Future budget projections (see below) include provisions for $16m and $14m respectively for added energy costs in 2017 and 2018 implying that this will not be a budget line available for a contribution to a savings “request” from the Mayor or City Manager.

The saving attributed to “streetcar reliability” (a program to rebuild older cars) is actually a reduction in labour costs as fewer operators would be needed to drive the larger ALRVs which are to be rebuilt in place of the smaller CLRVs.

A related issue with the target is whether it relates to total TTC spending (about $1.7b) or only the City’s subsidy ($495m). In any event, the savings booked against this target total $27.745m of which $10m is a generic cut in budgeted non-labour costs across the entire TTC. Committee members asked where, specifically, this would come from, and were told that the potential saving is based on actual spending patterns in past years.

The “savings” the TTC claims are well above the 1% level measured against either base figure, and one must ask what else might have been funded if the cuts had been limited to $17m (1% of the total budget) or $5m (1% of the subdidy).

Also evident here is the problem of budget-to-budget comparisons rather than budget-to-actual. If the actuals are running lower than budget, then the problem is either (a) the original budget was too high or (b) spending has been artificially constrained. Indeed, if there was $10m on the table for the taking in 2016, this explains where much of the “surplus” came from in 2015. The underlying question is always whether spending is artificially constrained to hit shadow budget targets, and what this might imply for overall system quality.

All of the “savings” listed here are one-time effects and they are not “sustainable” (to use a favourite term in the City’s budget parlance) for future year savings to offset tax and fare increases.

Several enhancements have been submitted to the Budget Committee. These are approved by the TTC Board, but not yet by Council for inclusion in the TTC’s base budget.

20160108_NewEnhancedServices_P20

Probably the most important of these is the change in the maintenance strategy for buses so that 80% of the repairs are performed on a pro-active preventative maintenance basis rather than fixing buses after they fail in service. This causes a cost increase in the short term for transition in wor practices, but should bring longer-term savings and better service. One obvious benefit is that if buses fail in service less often (the TTC’s mean distance to failure was running at about half the industry norm), then a larger proportion of the fleet can confidently be placed in service.
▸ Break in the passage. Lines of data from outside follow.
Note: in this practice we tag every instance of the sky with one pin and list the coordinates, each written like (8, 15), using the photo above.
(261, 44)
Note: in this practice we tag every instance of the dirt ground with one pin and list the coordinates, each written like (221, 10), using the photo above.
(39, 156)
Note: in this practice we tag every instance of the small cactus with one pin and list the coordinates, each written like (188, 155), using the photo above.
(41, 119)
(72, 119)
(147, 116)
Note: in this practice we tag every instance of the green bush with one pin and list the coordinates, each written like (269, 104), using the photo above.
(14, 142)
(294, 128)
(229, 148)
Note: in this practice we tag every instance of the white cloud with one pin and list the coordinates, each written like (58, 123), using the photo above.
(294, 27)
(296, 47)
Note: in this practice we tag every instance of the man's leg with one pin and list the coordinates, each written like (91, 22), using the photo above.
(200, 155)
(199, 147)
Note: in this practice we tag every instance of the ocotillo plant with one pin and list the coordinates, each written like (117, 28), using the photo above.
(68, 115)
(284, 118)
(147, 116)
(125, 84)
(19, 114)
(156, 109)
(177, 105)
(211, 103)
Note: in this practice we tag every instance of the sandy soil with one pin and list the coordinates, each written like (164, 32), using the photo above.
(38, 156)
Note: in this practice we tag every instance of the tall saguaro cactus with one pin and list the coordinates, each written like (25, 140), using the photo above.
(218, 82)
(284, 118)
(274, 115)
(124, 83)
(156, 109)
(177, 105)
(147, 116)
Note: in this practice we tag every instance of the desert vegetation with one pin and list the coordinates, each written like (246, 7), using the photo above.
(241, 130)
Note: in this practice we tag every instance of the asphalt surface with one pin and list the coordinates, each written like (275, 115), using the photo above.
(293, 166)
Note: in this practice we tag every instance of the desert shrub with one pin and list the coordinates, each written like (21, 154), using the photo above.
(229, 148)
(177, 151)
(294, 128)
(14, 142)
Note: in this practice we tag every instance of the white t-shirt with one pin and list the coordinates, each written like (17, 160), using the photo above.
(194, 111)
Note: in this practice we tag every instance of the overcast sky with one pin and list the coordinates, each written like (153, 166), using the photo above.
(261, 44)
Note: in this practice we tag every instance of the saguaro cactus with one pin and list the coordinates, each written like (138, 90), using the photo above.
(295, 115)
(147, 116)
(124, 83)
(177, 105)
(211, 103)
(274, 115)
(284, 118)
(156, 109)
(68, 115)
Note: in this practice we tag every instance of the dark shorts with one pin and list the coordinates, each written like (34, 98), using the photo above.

In the list above “earlier Sunday transit service” refers to the surface network where many lines do not begin service until 9:00 am. The earlier subway service was achieved at little marginal cost on January 3 simply by opening stations earlier so that passengers could ride trains that were otherwise dead-heading into position for a 9 am startup across the entire network.

Additional fare inspectors for Proof-of-Payment were budgeted in 2015, but these were not approved by Council. It is now clear that the TTC does not intend to extend POP to the bus network. Presto will roll out through 2016, but bus riders will be checked as they board, not by roving inspectors. The only difference will be the medium of fare payment.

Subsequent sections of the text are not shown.